Тогда я крикнул, как обычно делал, подходя к дому, чтобы издалека предупредить о своем приходе. Жена узнала мой голос и вышла на порог; я подбежал к ней, и она, полумертвая, упала в мои объятия: весь день она провела в страхе и тревоге. Сражение разгорелось неподалеку от стен нашего дома; весь день до нее доносились звуки ружейной перестрелки, которые заглушал временами грохот пушек, гремевших в долине.
Я прервал ее рассказ, показав на тело капитана.
«Он мертв?!» – воскликнула она.
«Мертв или нет, – ответил я, – но надо внести его в дом. Если он еще жив, то, может, нам удастся его выходить; если же мертв, то мы переправим в полк его документы, которые могут иметь большую важность, и его эполеты, которые стоят довольно дорого. Ступай, приготовь нашу постель».
Роза побежала в дом; я поднял капитана и понес его; не раз и не два мне пришлось отдыхать по пути, ведь я сам был еще очень слаб; наконец, кое-как я добрался до дома. Мы раздели капитана: на груди у него были три штыковые раны, но, тем не менее, он был жив.
Черт возьми! Я не знал, что делать, ведь я не лекарь; но мне подумалось, что вино, приносящее пользу при употреблении внутрь, не может повредить, если применить его снаружи. Я налил в суповую миску лучшего вина, сделал винные компрессы и положил их капитану на раны. Тем временем моя жена, которая, как и все альпийские крестьянки, знала определенные лечебные травы, вышла из дома, чтобы отыскать их при свете луны: в этот час их целительные силы становятся еще больше.

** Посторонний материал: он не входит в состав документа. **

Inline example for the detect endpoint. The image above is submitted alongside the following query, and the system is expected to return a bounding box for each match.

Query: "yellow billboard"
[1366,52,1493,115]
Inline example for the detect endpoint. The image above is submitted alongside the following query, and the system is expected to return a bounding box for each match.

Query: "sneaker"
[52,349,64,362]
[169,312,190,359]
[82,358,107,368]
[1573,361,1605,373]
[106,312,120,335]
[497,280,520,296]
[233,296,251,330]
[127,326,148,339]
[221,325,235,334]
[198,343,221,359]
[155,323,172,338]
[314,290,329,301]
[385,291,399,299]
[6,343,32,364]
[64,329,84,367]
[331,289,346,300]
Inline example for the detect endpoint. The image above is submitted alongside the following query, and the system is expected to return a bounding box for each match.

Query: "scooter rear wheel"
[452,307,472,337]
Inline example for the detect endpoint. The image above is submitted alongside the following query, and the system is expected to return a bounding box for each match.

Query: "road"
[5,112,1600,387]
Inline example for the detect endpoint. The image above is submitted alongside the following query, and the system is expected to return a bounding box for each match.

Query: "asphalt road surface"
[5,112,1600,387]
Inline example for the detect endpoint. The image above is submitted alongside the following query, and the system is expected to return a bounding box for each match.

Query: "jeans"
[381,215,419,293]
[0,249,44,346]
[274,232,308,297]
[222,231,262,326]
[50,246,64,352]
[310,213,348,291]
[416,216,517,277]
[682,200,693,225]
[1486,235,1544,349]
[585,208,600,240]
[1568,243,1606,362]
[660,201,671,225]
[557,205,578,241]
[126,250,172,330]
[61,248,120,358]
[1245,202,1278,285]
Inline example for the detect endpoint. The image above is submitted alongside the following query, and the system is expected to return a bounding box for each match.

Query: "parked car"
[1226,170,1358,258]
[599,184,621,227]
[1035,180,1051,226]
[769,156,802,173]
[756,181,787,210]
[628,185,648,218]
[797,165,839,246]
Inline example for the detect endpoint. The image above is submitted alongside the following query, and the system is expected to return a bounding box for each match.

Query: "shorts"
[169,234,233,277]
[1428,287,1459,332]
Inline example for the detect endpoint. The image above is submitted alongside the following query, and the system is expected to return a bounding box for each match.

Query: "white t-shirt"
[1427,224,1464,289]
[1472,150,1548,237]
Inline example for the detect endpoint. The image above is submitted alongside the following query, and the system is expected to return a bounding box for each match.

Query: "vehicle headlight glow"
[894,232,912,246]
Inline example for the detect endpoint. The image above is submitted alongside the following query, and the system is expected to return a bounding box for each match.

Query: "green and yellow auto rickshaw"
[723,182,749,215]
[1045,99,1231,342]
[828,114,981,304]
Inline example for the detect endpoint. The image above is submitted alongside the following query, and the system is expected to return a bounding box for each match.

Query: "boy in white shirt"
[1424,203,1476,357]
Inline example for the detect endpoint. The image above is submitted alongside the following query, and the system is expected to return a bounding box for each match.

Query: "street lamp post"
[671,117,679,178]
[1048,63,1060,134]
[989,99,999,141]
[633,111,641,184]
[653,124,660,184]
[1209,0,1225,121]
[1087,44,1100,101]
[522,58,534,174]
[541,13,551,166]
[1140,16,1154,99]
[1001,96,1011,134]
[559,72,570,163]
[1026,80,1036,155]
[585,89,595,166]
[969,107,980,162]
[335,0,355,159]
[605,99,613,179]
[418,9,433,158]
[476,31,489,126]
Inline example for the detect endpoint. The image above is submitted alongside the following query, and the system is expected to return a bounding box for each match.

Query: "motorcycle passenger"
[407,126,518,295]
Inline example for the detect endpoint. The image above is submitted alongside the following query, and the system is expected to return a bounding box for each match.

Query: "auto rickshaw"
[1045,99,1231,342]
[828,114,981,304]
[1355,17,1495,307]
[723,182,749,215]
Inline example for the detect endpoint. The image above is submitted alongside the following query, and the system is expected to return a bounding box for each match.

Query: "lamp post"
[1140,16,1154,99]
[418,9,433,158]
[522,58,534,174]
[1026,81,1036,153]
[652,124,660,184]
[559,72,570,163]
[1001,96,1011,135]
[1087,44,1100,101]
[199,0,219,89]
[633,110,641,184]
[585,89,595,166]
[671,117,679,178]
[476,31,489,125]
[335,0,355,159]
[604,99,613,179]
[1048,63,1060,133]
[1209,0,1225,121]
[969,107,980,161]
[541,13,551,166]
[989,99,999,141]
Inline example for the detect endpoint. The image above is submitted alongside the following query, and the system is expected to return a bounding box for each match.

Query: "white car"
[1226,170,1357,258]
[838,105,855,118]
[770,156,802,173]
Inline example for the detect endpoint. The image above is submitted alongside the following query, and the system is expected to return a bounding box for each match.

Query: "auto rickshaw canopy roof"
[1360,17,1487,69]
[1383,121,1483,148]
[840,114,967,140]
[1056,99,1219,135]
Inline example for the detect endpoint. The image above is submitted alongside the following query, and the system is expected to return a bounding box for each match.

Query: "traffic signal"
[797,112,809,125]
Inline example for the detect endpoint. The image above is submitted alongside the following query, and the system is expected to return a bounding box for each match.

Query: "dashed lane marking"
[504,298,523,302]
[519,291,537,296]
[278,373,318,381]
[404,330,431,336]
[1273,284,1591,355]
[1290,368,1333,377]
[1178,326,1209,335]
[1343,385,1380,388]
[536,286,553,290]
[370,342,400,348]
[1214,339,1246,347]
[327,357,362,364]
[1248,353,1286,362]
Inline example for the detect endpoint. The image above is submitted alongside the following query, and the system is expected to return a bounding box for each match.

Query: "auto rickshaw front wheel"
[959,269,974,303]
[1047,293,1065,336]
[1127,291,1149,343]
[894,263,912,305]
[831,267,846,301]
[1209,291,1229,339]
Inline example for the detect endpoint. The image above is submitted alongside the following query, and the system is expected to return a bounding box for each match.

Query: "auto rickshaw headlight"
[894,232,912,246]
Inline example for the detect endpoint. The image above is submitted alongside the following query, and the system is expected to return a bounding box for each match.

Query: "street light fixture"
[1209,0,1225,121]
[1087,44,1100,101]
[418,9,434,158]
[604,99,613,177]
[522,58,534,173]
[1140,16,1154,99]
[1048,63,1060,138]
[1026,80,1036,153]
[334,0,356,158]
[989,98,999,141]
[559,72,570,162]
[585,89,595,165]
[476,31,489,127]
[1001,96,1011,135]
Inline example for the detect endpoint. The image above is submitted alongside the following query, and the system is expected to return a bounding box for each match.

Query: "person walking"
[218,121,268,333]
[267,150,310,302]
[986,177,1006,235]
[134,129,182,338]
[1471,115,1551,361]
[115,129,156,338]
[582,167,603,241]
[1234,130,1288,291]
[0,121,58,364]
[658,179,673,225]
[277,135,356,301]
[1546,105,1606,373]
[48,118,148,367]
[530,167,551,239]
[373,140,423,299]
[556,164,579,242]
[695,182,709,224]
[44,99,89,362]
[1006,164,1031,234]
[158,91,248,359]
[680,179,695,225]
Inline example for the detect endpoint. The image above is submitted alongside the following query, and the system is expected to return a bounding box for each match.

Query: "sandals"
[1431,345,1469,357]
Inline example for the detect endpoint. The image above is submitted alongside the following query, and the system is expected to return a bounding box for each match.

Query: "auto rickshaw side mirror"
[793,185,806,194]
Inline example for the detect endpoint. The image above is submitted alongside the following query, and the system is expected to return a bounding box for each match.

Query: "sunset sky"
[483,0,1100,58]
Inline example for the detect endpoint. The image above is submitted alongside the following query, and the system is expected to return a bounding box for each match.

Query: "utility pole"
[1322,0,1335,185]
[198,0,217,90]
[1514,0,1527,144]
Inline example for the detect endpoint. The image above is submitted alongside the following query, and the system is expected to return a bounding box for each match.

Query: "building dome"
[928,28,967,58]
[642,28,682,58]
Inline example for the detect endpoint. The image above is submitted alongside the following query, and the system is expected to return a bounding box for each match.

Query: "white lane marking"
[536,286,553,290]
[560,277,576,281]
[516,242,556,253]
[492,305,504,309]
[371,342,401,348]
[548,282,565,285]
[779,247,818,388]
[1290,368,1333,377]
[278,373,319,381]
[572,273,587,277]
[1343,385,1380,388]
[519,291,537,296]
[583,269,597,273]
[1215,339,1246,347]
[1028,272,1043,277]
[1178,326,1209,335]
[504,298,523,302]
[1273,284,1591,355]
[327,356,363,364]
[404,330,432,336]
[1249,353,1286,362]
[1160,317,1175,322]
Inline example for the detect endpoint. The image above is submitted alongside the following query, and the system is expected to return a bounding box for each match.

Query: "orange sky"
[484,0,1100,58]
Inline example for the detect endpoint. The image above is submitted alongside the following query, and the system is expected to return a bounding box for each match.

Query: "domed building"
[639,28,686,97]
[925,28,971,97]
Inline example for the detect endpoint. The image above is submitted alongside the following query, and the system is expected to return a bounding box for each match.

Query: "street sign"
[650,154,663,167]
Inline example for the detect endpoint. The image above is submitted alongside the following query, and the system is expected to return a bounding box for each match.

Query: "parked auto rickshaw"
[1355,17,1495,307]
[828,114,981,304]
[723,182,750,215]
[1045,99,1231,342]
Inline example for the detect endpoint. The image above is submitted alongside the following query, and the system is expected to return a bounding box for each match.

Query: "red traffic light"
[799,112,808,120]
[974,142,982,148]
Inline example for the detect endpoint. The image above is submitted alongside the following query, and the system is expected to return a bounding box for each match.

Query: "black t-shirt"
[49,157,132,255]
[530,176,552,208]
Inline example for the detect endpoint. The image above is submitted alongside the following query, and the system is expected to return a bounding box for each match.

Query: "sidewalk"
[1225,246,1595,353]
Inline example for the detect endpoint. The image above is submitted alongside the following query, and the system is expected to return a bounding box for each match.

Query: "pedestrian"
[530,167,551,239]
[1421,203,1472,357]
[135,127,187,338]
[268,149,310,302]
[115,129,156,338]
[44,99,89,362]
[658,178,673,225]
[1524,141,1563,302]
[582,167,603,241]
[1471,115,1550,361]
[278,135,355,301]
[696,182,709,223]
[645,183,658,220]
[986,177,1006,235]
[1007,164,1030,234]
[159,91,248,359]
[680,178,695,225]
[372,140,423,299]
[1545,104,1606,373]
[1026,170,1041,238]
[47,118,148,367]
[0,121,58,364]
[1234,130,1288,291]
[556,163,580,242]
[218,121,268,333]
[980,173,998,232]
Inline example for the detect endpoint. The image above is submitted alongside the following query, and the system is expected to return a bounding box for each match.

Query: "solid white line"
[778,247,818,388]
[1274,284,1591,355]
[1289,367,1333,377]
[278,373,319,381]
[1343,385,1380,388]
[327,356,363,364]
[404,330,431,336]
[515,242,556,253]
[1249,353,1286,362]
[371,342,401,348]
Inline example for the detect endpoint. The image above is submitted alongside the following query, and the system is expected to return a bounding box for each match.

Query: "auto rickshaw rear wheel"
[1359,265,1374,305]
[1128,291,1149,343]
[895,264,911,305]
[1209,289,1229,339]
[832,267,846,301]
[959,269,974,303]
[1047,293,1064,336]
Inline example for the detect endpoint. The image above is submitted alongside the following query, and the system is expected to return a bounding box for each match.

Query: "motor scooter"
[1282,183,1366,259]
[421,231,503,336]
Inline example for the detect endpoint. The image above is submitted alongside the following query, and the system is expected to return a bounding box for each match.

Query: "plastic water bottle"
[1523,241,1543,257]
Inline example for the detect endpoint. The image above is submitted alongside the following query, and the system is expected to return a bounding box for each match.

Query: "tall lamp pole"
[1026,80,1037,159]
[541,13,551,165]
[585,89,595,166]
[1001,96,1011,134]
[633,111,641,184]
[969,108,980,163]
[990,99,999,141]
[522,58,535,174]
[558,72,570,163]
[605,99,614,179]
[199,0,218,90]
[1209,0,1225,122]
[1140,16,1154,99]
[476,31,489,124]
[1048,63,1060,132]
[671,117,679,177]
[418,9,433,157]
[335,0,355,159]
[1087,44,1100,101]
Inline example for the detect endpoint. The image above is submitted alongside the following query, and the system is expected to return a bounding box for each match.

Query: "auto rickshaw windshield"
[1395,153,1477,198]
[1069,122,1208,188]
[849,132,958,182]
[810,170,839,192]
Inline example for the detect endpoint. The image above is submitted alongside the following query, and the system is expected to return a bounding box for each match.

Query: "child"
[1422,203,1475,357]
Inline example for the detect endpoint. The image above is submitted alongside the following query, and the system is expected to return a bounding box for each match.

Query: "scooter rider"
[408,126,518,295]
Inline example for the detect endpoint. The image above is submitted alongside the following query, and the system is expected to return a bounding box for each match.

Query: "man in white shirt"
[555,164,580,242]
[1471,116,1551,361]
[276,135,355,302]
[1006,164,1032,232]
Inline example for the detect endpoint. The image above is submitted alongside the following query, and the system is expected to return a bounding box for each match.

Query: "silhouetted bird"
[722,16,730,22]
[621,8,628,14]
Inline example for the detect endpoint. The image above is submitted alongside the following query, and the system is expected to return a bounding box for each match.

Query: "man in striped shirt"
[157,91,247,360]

Наверно, мои компрессы помогли капитану, поскольку минут через десять он глубоко вздохнул, а по прошествии четверти часа открыл глаза, хотя его взгляд еще оставался затуманенным; если бы мне дали комнату, полную золота, то и тогда я не был бы так доволен. Наконец, его глаза ожили и взгляд после блужданий по комнате остановился на мне; я заметил, что он меня узнал.
«Ну вот, капитан! – обрадованно сказал я ему. – А если бы вы меня убили?!..»
Услышав это, я просто подпрыгнул, настолько слова старика были пронизаны духом евангельского учения!..
– Две недели спустя, – продолжал он, – капитан вернулся в свой полк; на следующий день после его возвращения адъютант доставил мне пятьсот франков от имени генерала Массены; на них я купил этот дом, который прежде арендовал, а также прилегающий к нему луг.
– А как звали капитана?
– Я не спросил его имени.
Итак, этот старик, которого пытались убить, спас жизнь своему несостоявшемуся убийце, и при этом в его душе не было ни достаточно злобы за причиненное ему зло, ни достаточно гордости за сотворенное им добро, чтобы узнать имя того, кто был обязан ему жизнью и кто чуть было не обрек его на смерть.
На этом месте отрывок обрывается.